Artist: Jeff Gauthier Goatette

Album: Mask

Label: Cryptogramophone

Review date: Jun. 19, 2002

Quite the prosthetic persona


Jeff Gauthier spends so much time supporting other creative artists it is remarkable that he finds time to even consider composing and recording his own music. Thankfully, he manages somehow. Like other releases on his Cryptogramophone label, the Jeff Gauthier Goatette’s latest effort, “Mask,” follows the path suggested by such patron saints of creative music as Lester Bowie and others who made serious, important, groundbreaking music, but also made it fun. The Goatette, which features Gauthier on electric violin, Nels Cline on guitars, David Witham on piano, Joel Hamilton on Bass and Alex Cline on drums, has been performing together since 1991, and the collaborations between Gauthier and the Clines go back to the late 70s. Mask is the third album the group has released, the first two, “The Present” and “Internal Memo” were released on the Nine Winds label.

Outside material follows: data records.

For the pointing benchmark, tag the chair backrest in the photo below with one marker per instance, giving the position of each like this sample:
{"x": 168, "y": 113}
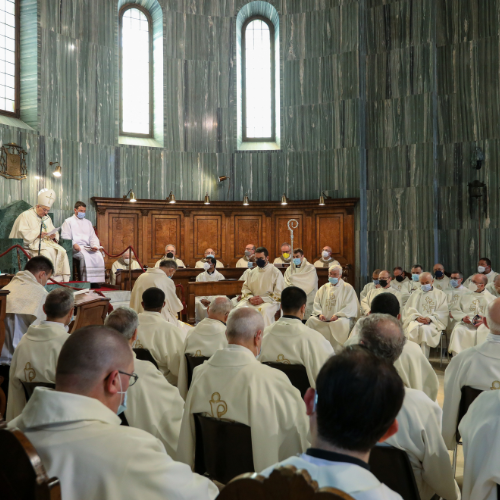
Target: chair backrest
{"x": 296, "y": 373}
{"x": 29, "y": 387}
{"x": 192, "y": 363}
{"x": 22, "y": 475}
{"x": 285, "y": 483}
{"x": 145, "y": 355}
{"x": 392, "y": 467}
{"x": 223, "y": 448}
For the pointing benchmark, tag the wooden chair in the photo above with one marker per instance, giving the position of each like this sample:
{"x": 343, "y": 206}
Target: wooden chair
{"x": 392, "y": 467}
{"x": 296, "y": 373}
{"x": 223, "y": 448}
{"x": 22, "y": 475}
{"x": 284, "y": 483}
{"x": 192, "y": 363}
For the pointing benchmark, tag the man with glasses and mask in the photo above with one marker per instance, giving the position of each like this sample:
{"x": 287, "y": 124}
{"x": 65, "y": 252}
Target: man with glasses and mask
{"x": 262, "y": 288}
{"x": 77, "y": 433}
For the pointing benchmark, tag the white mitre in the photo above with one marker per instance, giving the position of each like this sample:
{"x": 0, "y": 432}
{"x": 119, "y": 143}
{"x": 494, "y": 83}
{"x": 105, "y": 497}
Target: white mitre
{"x": 46, "y": 197}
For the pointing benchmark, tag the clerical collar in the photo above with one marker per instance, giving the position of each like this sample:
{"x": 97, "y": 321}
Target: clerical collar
{"x": 332, "y": 456}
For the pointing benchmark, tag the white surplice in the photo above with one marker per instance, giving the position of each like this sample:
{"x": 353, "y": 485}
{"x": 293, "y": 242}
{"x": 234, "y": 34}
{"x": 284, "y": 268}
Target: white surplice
{"x": 233, "y": 385}
{"x": 289, "y": 341}
{"x": 155, "y": 406}
{"x": 27, "y": 227}
{"x": 154, "y": 277}
{"x": 477, "y": 367}
{"x": 164, "y": 340}
{"x": 82, "y": 443}
{"x": 470, "y": 304}
{"x": 267, "y": 283}
{"x": 82, "y": 233}
{"x": 419, "y": 434}
{"x": 339, "y": 300}
{"x": 481, "y": 439}
{"x": 432, "y": 305}
{"x": 34, "y": 360}
{"x": 306, "y": 278}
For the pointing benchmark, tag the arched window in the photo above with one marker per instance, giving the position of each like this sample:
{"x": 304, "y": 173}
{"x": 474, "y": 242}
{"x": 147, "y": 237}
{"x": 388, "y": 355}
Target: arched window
{"x": 258, "y": 85}
{"x": 136, "y": 71}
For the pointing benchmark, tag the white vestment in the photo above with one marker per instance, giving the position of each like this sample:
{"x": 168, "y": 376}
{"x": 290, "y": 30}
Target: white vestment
{"x": 353, "y": 479}
{"x": 81, "y": 442}
{"x": 463, "y": 335}
{"x": 208, "y": 336}
{"x": 27, "y": 227}
{"x": 233, "y": 385}
{"x": 366, "y": 303}
{"x": 481, "y": 438}
{"x": 291, "y": 342}
{"x": 24, "y": 308}
{"x": 34, "y": 360}
{"x": 155, "y": 406}
{"x": 82, "y": 233}
{"x": 432, "y": 305}
{"x": 339, "y": 300}
{"x": 164, "y": 341}
{"x": 154, "y": 277}
{"x": 266, "y": 283}
{"x": 477, "y": 367}
{"x": 419, "y": 435}
{"x": 200, "y": 309}
{"x": 306, "y": 278}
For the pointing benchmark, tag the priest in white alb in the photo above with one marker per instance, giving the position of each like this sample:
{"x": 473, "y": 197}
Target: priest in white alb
{"x": 85, "y": 245}
{"x": 291, "y": 342}
{"x": 303, "y": 274}
{"x": 262, "y": 288}
{"x": 34, "y": 224}
{"x": 233, "y": 385}
{"x": 336, "y": 308}
{"x": 425, "y": 315}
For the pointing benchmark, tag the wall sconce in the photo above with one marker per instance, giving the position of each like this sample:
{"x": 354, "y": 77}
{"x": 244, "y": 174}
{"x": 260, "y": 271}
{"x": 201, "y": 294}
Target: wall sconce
{"x": 130, "y": 196}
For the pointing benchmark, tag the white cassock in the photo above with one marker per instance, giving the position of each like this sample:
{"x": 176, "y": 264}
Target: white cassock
{"x": 119, "y": 265}
{"x": 155, "y": 406}
{"x": 339, "y": 300}
{"x": 24, "y": 308}
{"x": 352, "y": 477}
{"x": 481, "y": 438}
{"x": 464, "y": 335}
{"x": 432, "y": 305}
{"x": 419, "y": 434}
{"x": 200, "y": 309}
{"x": 233, "y": 385}
{"x": 306, "y": 278}
{"x": 208, "y": 336}
{"x": 413, "y": 367}
{"x": 291, "y": 342}
{"x": 266, "y": 283}
{"x": 366, "y": 303}
{"x": 163, "y": 340}
{"x": 477, "y": 367}
{"x": 27, "y": 227}
{"x": 34, "y": 360}
{"x": 154, "y": 277}
{"x": 79, "y": 438}
{"x": 82, "y": 233}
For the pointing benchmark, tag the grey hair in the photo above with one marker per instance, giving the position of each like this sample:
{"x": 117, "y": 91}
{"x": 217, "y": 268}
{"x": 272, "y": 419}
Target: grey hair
{"x": 123, "y": 320}
{"x": 59, "y": 302}
{"x": 220, "y": 306}
{"x": 243, "y": 324}
{"x": 377, "y": 333}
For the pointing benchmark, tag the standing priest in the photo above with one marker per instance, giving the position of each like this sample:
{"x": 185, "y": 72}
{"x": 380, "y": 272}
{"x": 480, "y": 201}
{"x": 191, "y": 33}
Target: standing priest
{"x": 86, "y": 244}
{"x": 35, "y": 222}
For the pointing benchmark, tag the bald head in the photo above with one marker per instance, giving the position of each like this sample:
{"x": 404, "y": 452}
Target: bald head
{"x": 383, "y": 335}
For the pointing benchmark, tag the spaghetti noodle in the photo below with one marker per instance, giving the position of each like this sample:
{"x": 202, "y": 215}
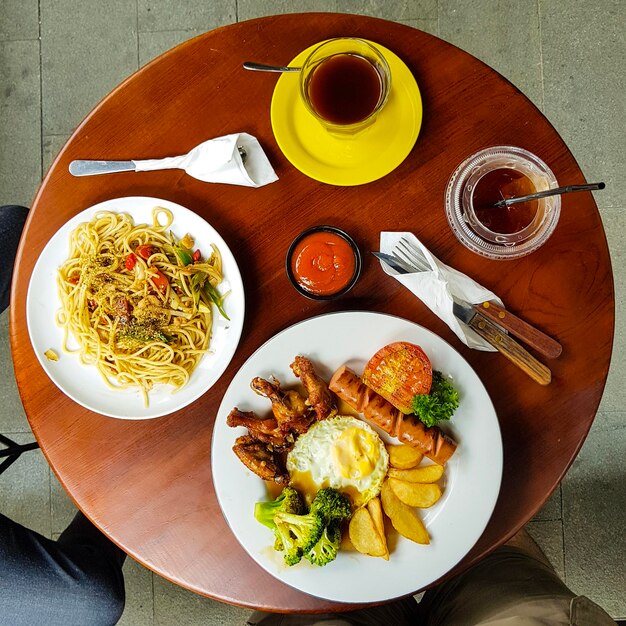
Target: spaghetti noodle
{"x": 137, "y": 301}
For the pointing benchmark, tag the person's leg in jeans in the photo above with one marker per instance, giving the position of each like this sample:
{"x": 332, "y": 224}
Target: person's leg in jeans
{"x": 515, "y": 585}
{"x": 12, "y": 218}
{"x": 75, "y": 581}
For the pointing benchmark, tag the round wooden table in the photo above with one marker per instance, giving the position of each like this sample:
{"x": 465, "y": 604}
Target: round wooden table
{"x": 147, "y": 484}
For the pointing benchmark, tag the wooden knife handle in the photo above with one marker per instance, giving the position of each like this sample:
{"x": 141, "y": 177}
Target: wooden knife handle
{"x": 511, "y": 350}
{"x": 522, "y": 330}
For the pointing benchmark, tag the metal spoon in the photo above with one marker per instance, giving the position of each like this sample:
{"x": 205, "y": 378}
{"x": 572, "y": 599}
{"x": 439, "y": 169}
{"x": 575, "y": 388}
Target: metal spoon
{"x": 261, "y": 67}
{"x": 548, "y": 192}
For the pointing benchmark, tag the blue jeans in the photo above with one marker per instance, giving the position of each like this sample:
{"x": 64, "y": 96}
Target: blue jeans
{"x": 12, "y": 220}
{"x": 75, "y": 581}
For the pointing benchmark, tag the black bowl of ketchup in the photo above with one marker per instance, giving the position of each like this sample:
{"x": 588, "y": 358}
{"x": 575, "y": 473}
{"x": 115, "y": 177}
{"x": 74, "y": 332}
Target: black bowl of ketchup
{"x": 323, "y": 263}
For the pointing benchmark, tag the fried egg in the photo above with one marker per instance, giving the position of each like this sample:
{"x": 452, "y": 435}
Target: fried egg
{"x": 340, "y": 452}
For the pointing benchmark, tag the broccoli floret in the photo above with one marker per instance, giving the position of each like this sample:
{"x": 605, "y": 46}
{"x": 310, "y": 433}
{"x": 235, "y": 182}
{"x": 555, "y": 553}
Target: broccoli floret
{"x": 327, "y": 547}
{"x": 286, "y": 541}
{"x": 289, "y": 501}
{"x": 437, "y": 405}
{"x": 305, "y": 529}
{"x": 331, "y": 505}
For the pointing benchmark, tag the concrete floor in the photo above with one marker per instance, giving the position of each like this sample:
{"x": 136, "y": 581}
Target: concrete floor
{"x": 58, "y": 58}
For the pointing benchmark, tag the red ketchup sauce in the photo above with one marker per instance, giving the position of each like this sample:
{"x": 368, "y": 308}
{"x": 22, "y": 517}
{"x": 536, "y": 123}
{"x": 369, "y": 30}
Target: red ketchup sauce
{"x": 323, "y": 263}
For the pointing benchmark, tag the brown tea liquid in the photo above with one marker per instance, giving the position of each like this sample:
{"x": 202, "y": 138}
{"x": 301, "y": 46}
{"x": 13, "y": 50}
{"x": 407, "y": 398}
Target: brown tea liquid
{"x": 345, "y": 89}
{"x": 502, "y": 184}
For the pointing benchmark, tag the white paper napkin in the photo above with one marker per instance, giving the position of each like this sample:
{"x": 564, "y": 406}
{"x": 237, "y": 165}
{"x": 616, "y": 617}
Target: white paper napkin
{"x": 436, "y": 288}
{"x": 219, "y": 161}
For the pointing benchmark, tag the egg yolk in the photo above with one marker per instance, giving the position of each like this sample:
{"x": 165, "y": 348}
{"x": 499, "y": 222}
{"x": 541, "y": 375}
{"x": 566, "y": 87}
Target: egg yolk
{"x": 355, "y": 453}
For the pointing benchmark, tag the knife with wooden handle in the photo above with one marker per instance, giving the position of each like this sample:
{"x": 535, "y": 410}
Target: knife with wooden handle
{"x": 528, "y": 334}
{"x": 472, "y": 315}
{"x": 511, "y": 349}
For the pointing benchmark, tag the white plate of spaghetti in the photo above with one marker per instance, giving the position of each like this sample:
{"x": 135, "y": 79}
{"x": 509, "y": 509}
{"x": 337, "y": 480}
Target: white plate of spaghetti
{"x": 135, "y": 307}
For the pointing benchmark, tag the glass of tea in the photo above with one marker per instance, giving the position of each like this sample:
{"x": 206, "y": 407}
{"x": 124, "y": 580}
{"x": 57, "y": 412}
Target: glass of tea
{"x": 345, "y": 83}
{"x": 496, "y": 174}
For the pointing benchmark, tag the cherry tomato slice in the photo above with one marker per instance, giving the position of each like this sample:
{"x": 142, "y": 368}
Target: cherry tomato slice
{"x": 146, "y": 251}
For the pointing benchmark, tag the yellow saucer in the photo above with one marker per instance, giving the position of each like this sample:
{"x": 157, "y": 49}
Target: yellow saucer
{"x": 355, "y": 160}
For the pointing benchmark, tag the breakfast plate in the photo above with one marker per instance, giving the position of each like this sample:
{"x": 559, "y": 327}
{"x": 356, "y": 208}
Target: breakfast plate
{"x": 83, "y": 383}
{"x": 473, "y": 474}
{"x": 345, "y": 161}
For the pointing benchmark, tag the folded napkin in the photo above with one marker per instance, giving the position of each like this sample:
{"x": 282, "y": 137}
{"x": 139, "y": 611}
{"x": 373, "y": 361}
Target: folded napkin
{"x": 436, "y": 288}
{"x": 220, "y": 161}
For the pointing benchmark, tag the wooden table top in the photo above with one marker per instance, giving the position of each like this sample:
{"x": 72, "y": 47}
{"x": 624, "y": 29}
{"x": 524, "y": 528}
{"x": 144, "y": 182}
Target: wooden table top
{"x": 148, "y": 484}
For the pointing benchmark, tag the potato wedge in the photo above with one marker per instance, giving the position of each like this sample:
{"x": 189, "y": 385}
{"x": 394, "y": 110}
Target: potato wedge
{"x": 422, "y": 474}
{"x": 376, "y": 511}
{"x": 404, "y": 519}
{"x": 421, "y": 495}
{"x": 363, "y": 534}
{"x": 404, "y": 457}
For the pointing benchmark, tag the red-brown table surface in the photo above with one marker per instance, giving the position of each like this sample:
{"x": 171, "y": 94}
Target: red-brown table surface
{"x": 147, "y": 484}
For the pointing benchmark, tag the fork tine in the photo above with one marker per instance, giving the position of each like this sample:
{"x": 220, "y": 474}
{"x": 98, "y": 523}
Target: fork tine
{"x": 415, "y": 258}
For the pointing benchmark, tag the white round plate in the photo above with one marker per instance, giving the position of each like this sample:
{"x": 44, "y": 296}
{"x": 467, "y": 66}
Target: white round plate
{"x": 473, "y": 474}
{"x": 83, "y": 383}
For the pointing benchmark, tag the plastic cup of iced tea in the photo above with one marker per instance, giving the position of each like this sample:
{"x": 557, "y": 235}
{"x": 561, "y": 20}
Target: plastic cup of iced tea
{"x": 492, "y": 175}
{"x": 344, "y": 83}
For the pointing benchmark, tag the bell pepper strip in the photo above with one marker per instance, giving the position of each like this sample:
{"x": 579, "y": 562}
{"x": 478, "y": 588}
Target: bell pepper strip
{"x": 130, "y": 262}
{"x": 197, "y": 283}
{"x": 184, "y": 255}
{"x": 159, "y": 280}
{"x": 216, "y": 298}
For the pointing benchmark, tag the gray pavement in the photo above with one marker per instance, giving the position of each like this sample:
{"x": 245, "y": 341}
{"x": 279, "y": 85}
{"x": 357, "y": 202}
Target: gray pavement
{"x": 58, "y": 58}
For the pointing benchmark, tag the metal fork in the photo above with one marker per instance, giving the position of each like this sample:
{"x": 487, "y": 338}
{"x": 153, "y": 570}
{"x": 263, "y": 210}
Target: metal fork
{"x": 404, "y": 251}
{"x": 407, "y": 253}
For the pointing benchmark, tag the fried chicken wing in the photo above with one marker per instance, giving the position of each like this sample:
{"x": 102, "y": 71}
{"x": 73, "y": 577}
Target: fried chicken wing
{"x": 264, "y": 430}
{"x": 321, "y": 399}
{"x": 289, "y": 407}
{"x": 261, "y": 460}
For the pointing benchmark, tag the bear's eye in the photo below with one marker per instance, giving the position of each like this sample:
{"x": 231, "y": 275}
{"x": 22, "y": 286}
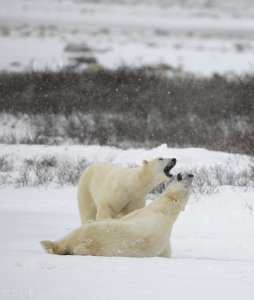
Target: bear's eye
{"x": 179, "y": 177}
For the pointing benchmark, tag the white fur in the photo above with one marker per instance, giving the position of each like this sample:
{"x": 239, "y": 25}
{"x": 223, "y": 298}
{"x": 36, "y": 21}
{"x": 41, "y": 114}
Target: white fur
{"x": 108, "y": 190}
{"x": 142, "y": 233}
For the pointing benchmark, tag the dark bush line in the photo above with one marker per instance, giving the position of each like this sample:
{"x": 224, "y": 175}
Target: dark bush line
{"x": 136, "y": 107}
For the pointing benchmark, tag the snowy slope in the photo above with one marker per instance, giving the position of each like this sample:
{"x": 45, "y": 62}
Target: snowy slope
{"x": 212, "y": 240}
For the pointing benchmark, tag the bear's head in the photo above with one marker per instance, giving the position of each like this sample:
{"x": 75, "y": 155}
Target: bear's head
{"x": 179, "y": 190}
{"x": 160, "y": 167}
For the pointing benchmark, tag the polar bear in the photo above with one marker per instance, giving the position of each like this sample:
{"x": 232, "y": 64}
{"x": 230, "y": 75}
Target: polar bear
{"x": 142, "y": 233}
{"x": 108, "y": 190}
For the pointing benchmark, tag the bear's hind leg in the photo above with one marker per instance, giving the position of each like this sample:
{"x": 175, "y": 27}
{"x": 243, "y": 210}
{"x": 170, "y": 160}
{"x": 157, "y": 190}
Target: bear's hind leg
{"x": 166, "y": 252}
{"x": 87, "y": 208}
{"x": 104, "y": 211}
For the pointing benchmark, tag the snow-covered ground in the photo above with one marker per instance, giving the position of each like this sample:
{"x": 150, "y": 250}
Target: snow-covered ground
{"x": 212, "y": 240}
{"x": 193, "y": 36}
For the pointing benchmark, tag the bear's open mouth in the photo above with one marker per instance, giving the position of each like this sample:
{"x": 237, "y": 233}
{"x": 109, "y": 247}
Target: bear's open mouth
{"x": 168, "y": 168}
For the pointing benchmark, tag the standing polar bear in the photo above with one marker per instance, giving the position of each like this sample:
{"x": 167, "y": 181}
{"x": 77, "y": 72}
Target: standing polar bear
{"x": 108, "y": 190}
{"x": 143, "y": 233}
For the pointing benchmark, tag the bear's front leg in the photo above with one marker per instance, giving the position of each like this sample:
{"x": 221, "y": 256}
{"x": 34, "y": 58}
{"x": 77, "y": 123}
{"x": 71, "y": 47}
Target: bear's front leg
{"x": 166, "y": 252}
{"x": 104, "y": 211}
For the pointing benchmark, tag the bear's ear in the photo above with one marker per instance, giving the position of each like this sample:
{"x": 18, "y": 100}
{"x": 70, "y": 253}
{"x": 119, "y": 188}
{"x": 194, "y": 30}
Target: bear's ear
{"x": 145, "y": 162}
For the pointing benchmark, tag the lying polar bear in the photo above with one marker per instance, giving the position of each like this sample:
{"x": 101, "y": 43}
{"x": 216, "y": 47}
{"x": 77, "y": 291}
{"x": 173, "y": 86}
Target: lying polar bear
{"x": 108, "y": 190}
{"x": 142, "y": 233}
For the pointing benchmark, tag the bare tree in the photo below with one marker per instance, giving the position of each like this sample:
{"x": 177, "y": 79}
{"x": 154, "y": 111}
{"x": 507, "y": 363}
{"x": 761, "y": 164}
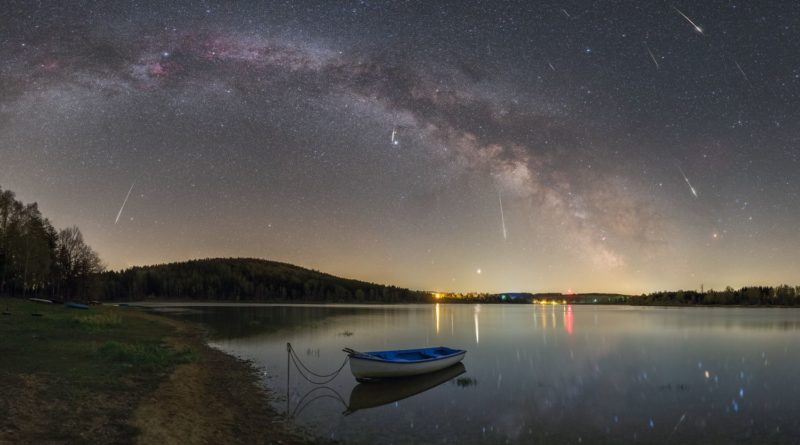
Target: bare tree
{"x": 76, "y": 261}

Mask the album would be worth owning even if it only contained “Mask” the song. The four-part Gauthier composition, which was inspired by the “richness, beauty, and synergistic yet random nature” of a Billie Holiday song on a late December evening in Mexico, weighs in a second shy of eighteen minutes, and is intricate enough that it continues to hold surprises well beyond ten listens (I’m currently pushing twenty.) Pianist David Witham is the first out of the soloing gate, laying a dirty, distortion-tinged electric piano lead over the song’s opening vamp. Witham finishes and the quintet takes an introspective turn on the strengths of Gauthier’s lead work, before heading into a mysterious sonic jungle, which will leave even the strongest-willed of travelers feeling uneasy. And that is just the first ten minutes.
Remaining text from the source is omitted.